Arkamdan gelen ayak sesleri üzerine dönüp baktığımda Giray abimin merdivenden indiğini gördüm. Gözlerimi korkuyla büyürken babaannem neyse ki onu durdurdu. Ondan duyduğum son şey, “Sen niye ıslaksın oğlum, hepiniz sudan çıkmış balığa dönmüşsünüz,” sözleri olmuştu. Biraz daha su lafı duyarsam su kusacaktım. İşin suyu çıkmıştı artık.
Sokağa çıktığıma, panik içinde etrafa bakınırken soluğu Emrelerin kapısının önünde aldım. Evin önündeki siyah araba imdadıma yetişmişti. Arkasına saklanıp nefesimi tuttuğum sırada da abilerim ve Derin apartmandan çıkmıştı. Korkuyla yerime tüneyip beni görmesinler diye dua ettim. Her birinin adımı seslendiğini işitiyordum. Adım sesleri sokakta yankılandıkça eve nasıl girerim diye plan yapmaya başladım. O sırada arkamdaki kapı açılınca hızlıca o tarafa döndüm.
“Naz,” dedi kapıyı açan kişi nefes nefese. Koşturmuş gibiydi. “Sana sesleniyorlardı, bir şey oldu sandım. Niye burada saklanıyorsun sen?”
Sol işaret parmağımı kaldırıp dudağıma götürüp “Şşş..” dedim hızlıca. “Yakalanacağım şimdi senin yüzünden!” Ellerimle eğil dercesine işaret yaptım, şaşkınlıkla dediğimi yaptı. Onu hemen yanıma çektim. “Allah aşkına beni gizle,” derken kafamı yan yaslayıp sevecen bir sesle yalvarıyordum. Yüzümü olabildiğince masum tutmaya çalıştım. Asla kıyamazdı.
“Hiçbir şey anlamadım ama bekle burada.” Yerinden kalktığında korkuyla gözümü kapattım. Beni ele vermesin diye dua ederken kapısını açtığını işittim. Gözlerimi aralayıp ona baktığımda etrafa bakınıyor olduğunu gördüm. “Kimse yok etrafta.” Kaşlarıyla kapıdan girmemi işaret etti. Ona güvenip ayağa kalktım. Etrafı incelediğimde gerçekten de dediği gibi kimsenin olmadığını gördüm. Sonra da onların apartmanından içeri süzüldüm.
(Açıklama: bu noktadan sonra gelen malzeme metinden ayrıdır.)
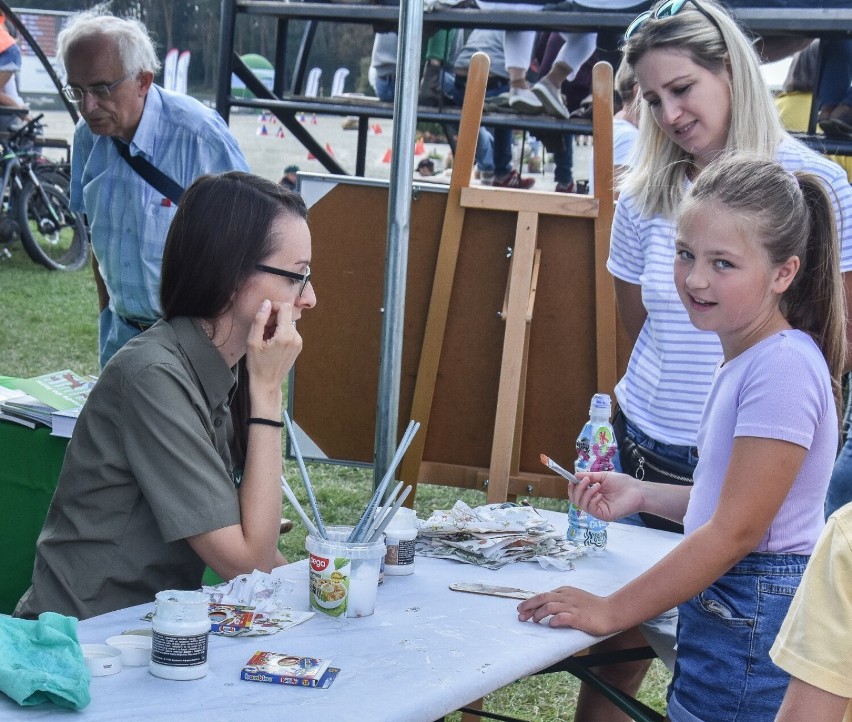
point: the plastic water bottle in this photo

O geceyi onların evinde geçirdim. Nermin teyze yaşadığımız olayı anlattığımda kahkaha atıp durdu. Emre’yi salona postalayıp, onun odasını da bana hazırlarken anneme onlarda kaldığımızı haber verdi. O an hemen rahatlamış hem de kazandığım küçük zaferin keyfini çıkarmıştım. Gece boyunca beni bulamadıklarından başıma bir şey geldiğini sandıkları için ertesi gün de bana bulaşmamışlardı.
“Öyle işte,” dedim gülerek Bensu’ya döndüğümde. “Çok eğlenmiştim o gün.”
Derin gözünü devirip “Emre olmasa ben de eğlenecektim de yine seni kurtardı o salak,” diye homurdandı.
Bensu konuştuğum süre zarfınca şok içinde beni dinlemişti. Abilerimi ıslatmamı beklemiyordu. “Valla senden korkulur aşko,” dedi hayretle.
Sağ elimi kaldırırken gözlerimi kısarak ona baktım. “Bana bulaşırken iki kez düşünün,” dedim ciddi bir ifadeyle. Sonra da sırıtmaya başladım.
“Keyfin yerine geldiğine göre artık eğlenceli bir şeyler açabiliriz,” dedi Derin, yüzüne yayılan kocaman bir gülümsemeyle. Amacına ulaştığını anladığı için oldukça keyifliydi. Salaktı ya. Çok seviyordum onu.
Bensu hemen radyoya uzandı ve hareketli bir parça açtı. Müzik aracı doldururken müziğin ritmine kendimi kaptırmıştım bile. Oturduğum yerde dans ediyordum. “Aşkıydı, işiydi, ihtirası, düşüydü…” diyerek sözlerini bağırmaya başladık topluca. “Yere batsın faturası, malı mülkü… Bağlasalar durmam…” Derin telefonunu çıkarıp video çekmeye başladı. Sonra önde olduğum için telefonu elime tutuşturdu. Gülerek elinden telefonu aldım. Bensu bana döndü. Kısa bir saniye şarkıya bana bakarak eşlik ettikten sonra arabayı sürdüğü için tekrar önüne döndü. Dağ yolu fazla virajlı olduğundan yola bakmak zorundaydı. Biz de Derin’le kameraya bakıp bağıra bağıra şarkıyı söylemeye devam ettik.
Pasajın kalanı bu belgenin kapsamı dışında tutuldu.